Article initialement paru dans le Journal du Village de la Justice n°100.

L’image des cabinets d’avocats a longtemps été associée à une utilisation intensive du papier, avec des dossiers imprimés et des copies de documents empilées dans les bureaux, les salles d’attente et autres espaces d’archives. Marqué par un environnement de travail axé sur le papier, les pratiques numériques croissantes et la digitalisation progressive des processus métier, des chaînes judiciaires et de la communication juridictionnelle changent aujourd’hui la donne.

De l’engagement citoyen face aux enjeux climatiques, à la conformité environnementale, en passant par la RSE, il est toujours question d’une gestion responsable de ses déchets. Or celle-ci revêt une dimension particulière pour les professions astreintes à un secret professionnel renforcé. Le recyclage des déchets de bureaux est devenu un objectif important pour prendre un rôle actif dans la construction d’un avenir plus vert et plus durable. La démarche ne se fait évidemment pas sans penser aux enjeux de secret professionnel associés, puisque l’obligation de protection des secrets se prolonge évidemment dans la destruction des données et documents et dans le recyclage des déchets d’équipements électriques et électroniques (DEEE ou D3E). Voyons comment promouvoir une culture de durabilité et construire un nouveau levier de confiance en la matière.
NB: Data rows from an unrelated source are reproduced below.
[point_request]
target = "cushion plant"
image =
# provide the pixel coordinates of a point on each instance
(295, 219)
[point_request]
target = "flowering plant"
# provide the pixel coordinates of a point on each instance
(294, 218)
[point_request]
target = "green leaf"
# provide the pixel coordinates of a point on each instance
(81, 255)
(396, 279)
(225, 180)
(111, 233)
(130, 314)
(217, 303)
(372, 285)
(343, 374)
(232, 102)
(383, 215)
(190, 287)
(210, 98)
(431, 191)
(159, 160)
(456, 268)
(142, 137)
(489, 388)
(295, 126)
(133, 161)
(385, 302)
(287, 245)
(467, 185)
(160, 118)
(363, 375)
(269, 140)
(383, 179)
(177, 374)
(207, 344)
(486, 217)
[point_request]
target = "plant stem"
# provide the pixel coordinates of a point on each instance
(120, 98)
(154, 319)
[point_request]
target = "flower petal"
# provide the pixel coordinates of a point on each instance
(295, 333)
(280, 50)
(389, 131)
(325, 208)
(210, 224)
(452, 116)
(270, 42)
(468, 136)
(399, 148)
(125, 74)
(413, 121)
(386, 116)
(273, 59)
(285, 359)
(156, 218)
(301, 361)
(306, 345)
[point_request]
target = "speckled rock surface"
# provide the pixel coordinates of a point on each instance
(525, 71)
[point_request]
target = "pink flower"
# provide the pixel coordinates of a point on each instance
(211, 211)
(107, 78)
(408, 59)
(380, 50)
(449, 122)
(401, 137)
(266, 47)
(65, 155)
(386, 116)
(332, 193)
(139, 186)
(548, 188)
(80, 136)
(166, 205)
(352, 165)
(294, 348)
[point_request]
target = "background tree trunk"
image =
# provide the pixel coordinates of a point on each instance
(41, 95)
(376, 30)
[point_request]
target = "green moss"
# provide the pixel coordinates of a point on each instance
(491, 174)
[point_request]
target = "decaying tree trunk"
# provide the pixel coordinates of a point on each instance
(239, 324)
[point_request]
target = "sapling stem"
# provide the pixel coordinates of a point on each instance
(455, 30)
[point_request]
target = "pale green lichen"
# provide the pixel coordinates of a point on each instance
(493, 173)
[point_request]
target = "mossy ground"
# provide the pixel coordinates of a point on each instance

1. L’objectif : trier en travaillant 🎵

Les cabinets d’avocat manipulent quotidiennement une grande quantité d’informations sensibles et confidentielles. Lorsqu’il est temps de se débarrasser de ces documents, il est crucial de le faire de manière sécurisée pour éviter tout risque de divulgation non autorisée. Cela est particulièrement vrai lors du recyclage des déchets de bureau, car ces documents sont en pratique facilement accessibles à des tiers.

Il est également tout à fait courant désormais que des bacs de recyclage soient installés dans les locaux, que des politiques internes soient mises en place pour sensibiliser à l’importance du recyclage et encourager la réduction de la consommation de papier. Nul doute que les avocats n’hésitent plus, aujourd’hui, à s’emparer, pour leurs propres structures, des piliers du développement durable.
Voyons comment amorcer le changement si ce n’est pas déjà fait.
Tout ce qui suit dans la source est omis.